Throughout the year, the tasks that the head of state set to the regional authorities contradicted the government’s attempts to systematize regional policy based on private business engagement. For instance, when visiting the Vitebsk Region in June, Lukashenko said that favorable conditions for small and medium businesses had already been created, and local officials should be concerned about development of strategic industries, such as woodworking, oil refining and agriculture, although many independent and state experts had more than once questioned the efficiency of made or planned investment in their upgrade.11
More than a half of 118 districts of the country reported the sufficiency of own funds below 50%. The Mogilev Region is troubled the most: 18 out of its 21 districts were defined as “low-income.” Three districts are subsidized from the central budget by 75%12 despite the special tax preferences granted to them by a presidential decree in 2015 and nearly a million rubles provided for their economic and social development.
The peculiar difference in approaches to regional policies surfaced again. The Council of Ministers set the targets for accelerated socio-economic development of some administrative-territorial units, which included wage rises, higher employment rates and local budget revenues, under the responsibility of heads of the district executive committees. The president ordered to ramp up production capacities “as it was done in the Soviet times: new plants with new housing”, and promised “pressure so firm that some eyes are going to pop out.”13
Better forecast is not the same as good
Closer to the end of the year, the president traditionally threatened the entire government with dismissal for “insufficiently ambitious” economic growth forecast for 2020 and for the inevitable failure to achieve the targets set for 2019.14 The prime minister promised to join efforts with all state bodies for a more optimistic outlook.

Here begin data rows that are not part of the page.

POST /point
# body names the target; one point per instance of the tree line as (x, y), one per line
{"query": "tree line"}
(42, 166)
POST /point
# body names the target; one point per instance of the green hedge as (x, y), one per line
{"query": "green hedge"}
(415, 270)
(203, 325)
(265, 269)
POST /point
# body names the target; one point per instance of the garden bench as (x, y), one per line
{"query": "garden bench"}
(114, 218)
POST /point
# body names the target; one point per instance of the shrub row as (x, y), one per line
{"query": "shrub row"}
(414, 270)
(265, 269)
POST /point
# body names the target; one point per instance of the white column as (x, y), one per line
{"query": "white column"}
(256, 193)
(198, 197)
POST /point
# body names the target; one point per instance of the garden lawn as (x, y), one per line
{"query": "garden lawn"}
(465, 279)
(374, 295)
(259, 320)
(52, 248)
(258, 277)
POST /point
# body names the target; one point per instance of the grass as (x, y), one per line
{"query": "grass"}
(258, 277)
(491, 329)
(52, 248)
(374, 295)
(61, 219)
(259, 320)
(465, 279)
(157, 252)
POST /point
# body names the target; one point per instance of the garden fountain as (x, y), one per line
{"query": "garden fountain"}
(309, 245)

However, in the last quarter of 2019, the government plunged headlong into talks with Russia, primarily on oil supply terms in 2020, so all domestic conflicts and disputes fell by the wayside. One relatively insignificant appointment in the government took place in late November: Deputy Prime Minister Alexander Turchin, who actively advocated regional development with reliance on private business, was sent to put his ideas into practice as Minsk Region governor. He was replaced by Dmitry Krutoy, former economy minister.
In 2018, many hopes were pinned on the new government, where the state-planned economy is liked by few. However, personal traits are not much of help, as the years-long attempts of the Belarusian Council of Ministers to carry out at least some economic reforms show. Young educated ministers who speak a common language with international financial institutions are, of course, more likely to be heard in negotiations, but when it comes to implementing the decisions made their market advocacy loses to political aspirations of the country’s leadership, and social policy (education, health or employment) is subdued to ideology.
A number of experts assess the first year of the ‘new old’ government as falling short of expectations.15 The year 2020 will see whether the Sergei Rumas Cabinet will act within the established limits as before, slowly introducing nearly invisible, yet potentially significant innovations in the Belarusian state administration, or will muster all strength to withstand the ideal storm in the Belarusian economy16 predicted by experts.